Welcome to the A-Z Challenge! My theme for this year is Pet Health - information for people about their furry, four-legged family members.
Bordatella is often referred to as "Kennel Cough". It's a highly infectious cough that would closely resemble the common cold in humans, with an annoyingly scratchy throat. Most boarding facilities will require this vaccine for your dog(s) before being allowed to board, and may vet offices will require it as well. Always check with whomever you're boarding your dog with for required vaccinations.
In kennel environments, this hacking cough can go 'round and 'round, as dogs can catch this virus from close contact with infected dogs or infected surfaces.
Symptoms include a dry, hacking cough that can often be followed by retching. In mild cases, dogs may still eat and play normally. In more severe cases, there may be nasal discharge, watery/goopy eyes, lethargy, fever, decreased appetite, and even pneumonia. While most cases of Kennel Cough tend to be mild, if you think your dog has been exposed to Kennel Cough, seek veterinary attention.
If your dog gets its annual DHLPP vaccinations (Distemper, Hepatitis, Leptospirosis, Parainfluenza, and Parvo), your dog already gets some protection as the influenza virus is one of the causes of Kennel Cough. It is also recommended that your dog receive a Bordatella vaccine, especially if you know your dog will be boarding, going to doggy-daycare, going to dog parks or will otherwise come into contact with other potentially unvaccinated dogs.
Several years ago, my parents were camping with friends and family, most of whom brought their dogs. About a week or so after the camping trip, one of the friends called my parents saying their dog had had Kennel Cough and she hadn't known it, and suggested they take their dogs to the vet as her dog had progressed to pneumonia. My parents called me about it and I told them that was one of the vaccines I always told them to get, but to call the vet and get the dogs another dose to be safe. The took the dogs to the vet and all were safe and sound. The lady had called everyone who had shown up with dogs. Luckily, no other dogs came down with it. Unfortunately, I can't remember if the lady's dog made it or not.

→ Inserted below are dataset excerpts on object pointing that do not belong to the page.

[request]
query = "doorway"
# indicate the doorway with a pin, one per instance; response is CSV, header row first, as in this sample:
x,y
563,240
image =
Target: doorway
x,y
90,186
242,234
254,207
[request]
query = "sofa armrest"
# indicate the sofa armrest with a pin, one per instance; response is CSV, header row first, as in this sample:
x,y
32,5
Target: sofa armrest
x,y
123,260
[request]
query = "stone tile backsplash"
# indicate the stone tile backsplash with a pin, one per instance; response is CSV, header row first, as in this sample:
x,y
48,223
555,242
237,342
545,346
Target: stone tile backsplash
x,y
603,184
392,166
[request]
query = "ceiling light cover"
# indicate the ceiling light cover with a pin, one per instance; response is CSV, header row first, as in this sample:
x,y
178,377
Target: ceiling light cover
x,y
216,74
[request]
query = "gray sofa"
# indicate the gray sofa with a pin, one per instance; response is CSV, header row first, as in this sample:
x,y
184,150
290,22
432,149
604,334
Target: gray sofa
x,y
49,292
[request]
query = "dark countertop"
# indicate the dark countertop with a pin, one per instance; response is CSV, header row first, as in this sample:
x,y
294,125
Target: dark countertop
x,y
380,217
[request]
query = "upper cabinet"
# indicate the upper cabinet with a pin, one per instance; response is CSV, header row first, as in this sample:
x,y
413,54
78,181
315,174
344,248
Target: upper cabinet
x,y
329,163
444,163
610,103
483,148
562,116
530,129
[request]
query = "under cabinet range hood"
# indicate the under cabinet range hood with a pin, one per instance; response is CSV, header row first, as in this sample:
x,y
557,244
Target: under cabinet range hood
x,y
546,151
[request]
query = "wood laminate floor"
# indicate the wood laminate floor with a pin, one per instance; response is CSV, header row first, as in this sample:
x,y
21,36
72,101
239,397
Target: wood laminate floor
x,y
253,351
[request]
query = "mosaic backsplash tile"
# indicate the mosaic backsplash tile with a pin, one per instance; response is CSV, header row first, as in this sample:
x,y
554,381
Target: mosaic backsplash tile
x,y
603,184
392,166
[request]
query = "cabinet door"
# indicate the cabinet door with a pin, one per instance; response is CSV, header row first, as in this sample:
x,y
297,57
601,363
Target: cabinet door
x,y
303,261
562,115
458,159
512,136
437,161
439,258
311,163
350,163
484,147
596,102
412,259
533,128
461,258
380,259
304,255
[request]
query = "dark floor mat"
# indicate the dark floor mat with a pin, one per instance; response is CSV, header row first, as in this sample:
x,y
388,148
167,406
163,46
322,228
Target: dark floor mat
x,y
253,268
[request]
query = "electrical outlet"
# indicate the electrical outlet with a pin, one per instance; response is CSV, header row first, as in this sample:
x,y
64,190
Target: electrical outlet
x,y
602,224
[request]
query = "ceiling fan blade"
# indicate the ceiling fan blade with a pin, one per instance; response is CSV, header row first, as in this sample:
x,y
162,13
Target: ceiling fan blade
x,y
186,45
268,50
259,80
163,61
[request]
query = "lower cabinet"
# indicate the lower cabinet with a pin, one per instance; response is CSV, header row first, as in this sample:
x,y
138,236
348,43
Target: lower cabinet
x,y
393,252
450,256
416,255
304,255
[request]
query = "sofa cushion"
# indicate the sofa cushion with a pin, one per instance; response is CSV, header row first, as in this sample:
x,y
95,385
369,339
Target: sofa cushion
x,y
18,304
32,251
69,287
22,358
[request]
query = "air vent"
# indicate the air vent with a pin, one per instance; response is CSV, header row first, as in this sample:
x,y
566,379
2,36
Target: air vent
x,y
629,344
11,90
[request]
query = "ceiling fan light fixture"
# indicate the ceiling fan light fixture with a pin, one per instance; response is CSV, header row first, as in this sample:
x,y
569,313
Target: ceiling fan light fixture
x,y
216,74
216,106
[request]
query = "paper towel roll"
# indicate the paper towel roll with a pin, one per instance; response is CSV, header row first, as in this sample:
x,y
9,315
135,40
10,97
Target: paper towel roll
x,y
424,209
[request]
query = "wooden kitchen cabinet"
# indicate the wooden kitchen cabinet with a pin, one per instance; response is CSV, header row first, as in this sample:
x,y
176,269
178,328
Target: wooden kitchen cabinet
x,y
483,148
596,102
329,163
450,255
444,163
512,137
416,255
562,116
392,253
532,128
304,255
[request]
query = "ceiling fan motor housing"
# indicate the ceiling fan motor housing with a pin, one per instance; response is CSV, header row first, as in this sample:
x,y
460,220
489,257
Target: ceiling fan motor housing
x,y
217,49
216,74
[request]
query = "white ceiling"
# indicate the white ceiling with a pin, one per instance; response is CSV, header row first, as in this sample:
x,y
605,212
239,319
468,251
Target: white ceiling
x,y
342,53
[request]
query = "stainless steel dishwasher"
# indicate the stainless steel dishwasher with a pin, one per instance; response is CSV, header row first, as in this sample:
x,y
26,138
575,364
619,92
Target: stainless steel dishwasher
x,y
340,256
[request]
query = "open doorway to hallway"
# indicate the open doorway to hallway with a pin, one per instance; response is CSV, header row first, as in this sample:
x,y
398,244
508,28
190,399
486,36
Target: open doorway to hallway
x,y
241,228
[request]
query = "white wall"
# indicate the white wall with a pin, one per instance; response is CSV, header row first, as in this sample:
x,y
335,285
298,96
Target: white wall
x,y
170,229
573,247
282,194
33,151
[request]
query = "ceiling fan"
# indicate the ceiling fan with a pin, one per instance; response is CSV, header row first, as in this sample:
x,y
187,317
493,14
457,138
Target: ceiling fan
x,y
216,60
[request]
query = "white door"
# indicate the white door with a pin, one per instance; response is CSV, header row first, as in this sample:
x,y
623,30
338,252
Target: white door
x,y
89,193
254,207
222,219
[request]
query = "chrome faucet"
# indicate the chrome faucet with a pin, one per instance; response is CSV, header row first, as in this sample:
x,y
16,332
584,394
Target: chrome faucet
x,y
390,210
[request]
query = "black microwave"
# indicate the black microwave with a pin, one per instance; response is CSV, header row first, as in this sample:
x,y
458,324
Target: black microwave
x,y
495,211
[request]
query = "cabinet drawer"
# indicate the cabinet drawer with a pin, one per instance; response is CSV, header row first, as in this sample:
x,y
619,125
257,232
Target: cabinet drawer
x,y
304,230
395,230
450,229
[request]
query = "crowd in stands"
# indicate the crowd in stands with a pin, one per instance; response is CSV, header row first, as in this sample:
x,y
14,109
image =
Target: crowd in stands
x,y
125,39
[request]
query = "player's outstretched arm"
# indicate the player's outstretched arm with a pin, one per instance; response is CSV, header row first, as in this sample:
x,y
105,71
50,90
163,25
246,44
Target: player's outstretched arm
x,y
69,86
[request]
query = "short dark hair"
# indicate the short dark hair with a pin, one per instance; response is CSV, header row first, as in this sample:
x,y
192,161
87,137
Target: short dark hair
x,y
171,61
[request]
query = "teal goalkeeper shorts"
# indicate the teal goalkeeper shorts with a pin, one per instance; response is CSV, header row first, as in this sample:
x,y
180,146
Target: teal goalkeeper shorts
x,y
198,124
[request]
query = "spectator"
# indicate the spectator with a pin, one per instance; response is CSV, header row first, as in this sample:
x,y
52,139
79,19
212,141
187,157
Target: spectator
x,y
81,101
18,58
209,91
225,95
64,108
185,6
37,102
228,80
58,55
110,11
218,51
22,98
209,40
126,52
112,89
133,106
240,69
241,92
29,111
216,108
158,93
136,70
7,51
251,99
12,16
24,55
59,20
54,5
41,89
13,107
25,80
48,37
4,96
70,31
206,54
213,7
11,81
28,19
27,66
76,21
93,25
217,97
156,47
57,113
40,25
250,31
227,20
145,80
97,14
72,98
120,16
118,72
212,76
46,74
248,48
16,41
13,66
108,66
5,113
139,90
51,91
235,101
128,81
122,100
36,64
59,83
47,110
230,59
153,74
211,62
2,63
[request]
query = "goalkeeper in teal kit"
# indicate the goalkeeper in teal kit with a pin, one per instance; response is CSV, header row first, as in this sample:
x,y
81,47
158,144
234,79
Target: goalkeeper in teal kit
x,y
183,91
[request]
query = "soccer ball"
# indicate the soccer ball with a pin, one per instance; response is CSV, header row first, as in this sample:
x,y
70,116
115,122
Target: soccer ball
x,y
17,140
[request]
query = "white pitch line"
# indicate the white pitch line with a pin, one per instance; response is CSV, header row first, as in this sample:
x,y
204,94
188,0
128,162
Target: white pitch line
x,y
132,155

The Bordatella vaccine is typically an annual vaccine, but many boarding facilities will require it be given every 6 months because they don't want the risk of your pet getting sick. Giving the vaccine twice a year will not harm your pet. The most common method of vaccinating your dog is by giving the vaccine intranasally (up the nose), which creates a localized immunity, and no booster is required. If it's given as an injectable (under the skin), a booster 3-4 weeks later will be required for immunity.
Be aware that dogs that are given the intranasal vaccine can shed the virus for roughly 72 hours, and up to 4 days for full protection. For best protection, make sure dogs receive the vaccine at least one week prior to boarding, showing, etc.
If you're concerned your dog has been exposed to Kennel Cough, call your veterinarian. And when you get to the vet's office, leave your dog in the car (if possible) until your are signed in the staff is ready to take you into a room. Some offices may even have a side door for you and your dogs to enter through to avoid/lessen possible contamination/exposure of the front lobby.
My sources: Pet Health Network and Pet Education by Dr.'s Foster/Smith, plus my own experience working in large/small animal practices as well in a veterinary laboratory.